After a super spike in 2022, international gas prices have bounced back in 2023. Both Title Transfer Facility (TTF) and Asian spot LNG prices started seeing single digits from May, mainly supported by healthy storage levels and muted spot LNG demand. Gas prices started inching up amid heatwaves in the northern hemisphere during the summer. However, the market didn’t rest for long.

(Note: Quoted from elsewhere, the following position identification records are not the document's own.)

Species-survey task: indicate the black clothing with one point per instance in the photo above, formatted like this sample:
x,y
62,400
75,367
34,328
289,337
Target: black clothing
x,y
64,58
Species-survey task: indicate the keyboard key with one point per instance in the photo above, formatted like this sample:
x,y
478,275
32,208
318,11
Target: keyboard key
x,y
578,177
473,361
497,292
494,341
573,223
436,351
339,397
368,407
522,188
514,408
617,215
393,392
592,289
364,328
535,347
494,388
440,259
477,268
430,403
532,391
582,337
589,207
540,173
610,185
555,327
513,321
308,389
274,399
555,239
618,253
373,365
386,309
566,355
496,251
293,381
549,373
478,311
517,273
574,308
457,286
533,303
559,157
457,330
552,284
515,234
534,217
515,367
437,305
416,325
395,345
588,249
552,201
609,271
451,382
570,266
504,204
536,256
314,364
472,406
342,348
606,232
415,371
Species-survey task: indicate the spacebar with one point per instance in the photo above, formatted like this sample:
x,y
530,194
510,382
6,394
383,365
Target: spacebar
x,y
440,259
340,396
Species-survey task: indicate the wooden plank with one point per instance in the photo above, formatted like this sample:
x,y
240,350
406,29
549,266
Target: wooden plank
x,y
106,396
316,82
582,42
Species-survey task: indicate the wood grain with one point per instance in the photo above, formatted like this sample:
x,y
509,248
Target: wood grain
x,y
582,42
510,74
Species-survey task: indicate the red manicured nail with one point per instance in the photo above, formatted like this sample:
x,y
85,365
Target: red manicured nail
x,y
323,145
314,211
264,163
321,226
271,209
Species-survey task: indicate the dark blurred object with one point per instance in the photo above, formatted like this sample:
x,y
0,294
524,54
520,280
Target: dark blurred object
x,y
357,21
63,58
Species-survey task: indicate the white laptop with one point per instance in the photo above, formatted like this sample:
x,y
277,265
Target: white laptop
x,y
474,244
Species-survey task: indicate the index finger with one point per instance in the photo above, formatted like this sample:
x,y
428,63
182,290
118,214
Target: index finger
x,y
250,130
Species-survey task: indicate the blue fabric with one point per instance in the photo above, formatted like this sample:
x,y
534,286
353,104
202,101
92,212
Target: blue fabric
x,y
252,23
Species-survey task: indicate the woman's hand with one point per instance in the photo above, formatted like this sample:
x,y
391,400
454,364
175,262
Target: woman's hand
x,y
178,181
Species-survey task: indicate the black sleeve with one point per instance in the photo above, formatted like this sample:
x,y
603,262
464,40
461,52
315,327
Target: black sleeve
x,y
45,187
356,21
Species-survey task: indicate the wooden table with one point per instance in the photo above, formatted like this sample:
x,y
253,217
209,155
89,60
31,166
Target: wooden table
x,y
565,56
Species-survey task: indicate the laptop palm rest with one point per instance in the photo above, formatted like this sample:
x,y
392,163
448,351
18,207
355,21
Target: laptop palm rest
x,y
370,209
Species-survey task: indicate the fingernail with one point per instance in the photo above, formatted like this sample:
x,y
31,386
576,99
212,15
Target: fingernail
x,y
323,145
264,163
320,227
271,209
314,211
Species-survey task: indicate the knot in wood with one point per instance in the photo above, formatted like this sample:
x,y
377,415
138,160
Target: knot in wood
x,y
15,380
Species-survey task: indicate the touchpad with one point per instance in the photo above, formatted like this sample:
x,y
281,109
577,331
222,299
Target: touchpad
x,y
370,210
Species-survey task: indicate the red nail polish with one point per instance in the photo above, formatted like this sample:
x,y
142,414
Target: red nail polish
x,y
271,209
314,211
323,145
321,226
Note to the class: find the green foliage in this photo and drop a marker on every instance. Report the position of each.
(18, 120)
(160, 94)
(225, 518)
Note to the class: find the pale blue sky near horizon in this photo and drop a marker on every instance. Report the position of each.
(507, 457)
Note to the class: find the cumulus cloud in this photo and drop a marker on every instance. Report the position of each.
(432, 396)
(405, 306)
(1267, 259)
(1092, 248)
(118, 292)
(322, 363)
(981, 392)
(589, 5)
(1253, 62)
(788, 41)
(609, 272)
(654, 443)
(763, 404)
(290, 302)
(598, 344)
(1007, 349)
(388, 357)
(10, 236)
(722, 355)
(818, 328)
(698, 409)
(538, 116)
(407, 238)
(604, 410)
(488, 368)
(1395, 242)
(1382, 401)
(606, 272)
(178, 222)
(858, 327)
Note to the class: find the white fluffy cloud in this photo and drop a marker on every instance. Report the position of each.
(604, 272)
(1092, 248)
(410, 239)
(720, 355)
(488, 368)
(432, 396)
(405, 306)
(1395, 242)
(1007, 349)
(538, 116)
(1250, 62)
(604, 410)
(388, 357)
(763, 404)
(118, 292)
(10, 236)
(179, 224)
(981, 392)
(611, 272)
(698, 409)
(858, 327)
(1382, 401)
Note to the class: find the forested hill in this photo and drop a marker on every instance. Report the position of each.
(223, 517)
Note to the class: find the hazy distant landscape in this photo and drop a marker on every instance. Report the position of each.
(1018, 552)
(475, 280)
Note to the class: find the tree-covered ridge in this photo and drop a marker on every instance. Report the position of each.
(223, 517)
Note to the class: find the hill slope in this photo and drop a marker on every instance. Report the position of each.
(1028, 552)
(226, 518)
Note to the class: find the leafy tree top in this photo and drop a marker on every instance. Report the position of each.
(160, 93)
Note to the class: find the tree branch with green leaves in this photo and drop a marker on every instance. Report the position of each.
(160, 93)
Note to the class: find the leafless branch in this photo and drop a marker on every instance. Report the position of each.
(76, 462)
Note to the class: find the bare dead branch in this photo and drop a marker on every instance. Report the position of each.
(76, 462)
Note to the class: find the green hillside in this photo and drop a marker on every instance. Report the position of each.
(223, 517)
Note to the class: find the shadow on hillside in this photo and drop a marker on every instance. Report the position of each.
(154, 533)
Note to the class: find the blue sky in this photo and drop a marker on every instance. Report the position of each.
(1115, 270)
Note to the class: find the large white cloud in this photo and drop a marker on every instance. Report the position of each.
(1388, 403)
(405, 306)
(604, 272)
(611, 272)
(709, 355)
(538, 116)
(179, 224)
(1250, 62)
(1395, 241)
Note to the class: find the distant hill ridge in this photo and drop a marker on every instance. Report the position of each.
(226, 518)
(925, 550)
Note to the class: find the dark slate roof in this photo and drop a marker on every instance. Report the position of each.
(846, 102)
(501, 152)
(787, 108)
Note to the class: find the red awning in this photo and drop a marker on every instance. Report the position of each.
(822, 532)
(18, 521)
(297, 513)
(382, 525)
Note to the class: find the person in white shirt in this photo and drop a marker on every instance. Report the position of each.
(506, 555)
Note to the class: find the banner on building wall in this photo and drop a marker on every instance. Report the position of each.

Uncertainty created by the prospect of strike action at major LNG export projects in Western Australia kept TTF fluctuating in August. Meanwhile, Asian importers took a wait-and-see approach amid comfortable-to-high LNG inventories. Entering October, while Asian spot LNG price was hovering around $14 per million British thermal unit (MMBtu) ahead of the winter season, TTF front-month volatility intensified, increasing from low-$11/MMBtu to mid-$16/MMBtu – a seven-month high – in the second week of October. Gas field outages along the Norwegian Continental Shelf, the damaged subsea pipeline between Finland and Estonia, the shutdown of the Tamar gas field amid the escalation of the Israel-Hamas conflict, and the return of strike risks at Australian LNG facilities have contributed to TTF fluctuations.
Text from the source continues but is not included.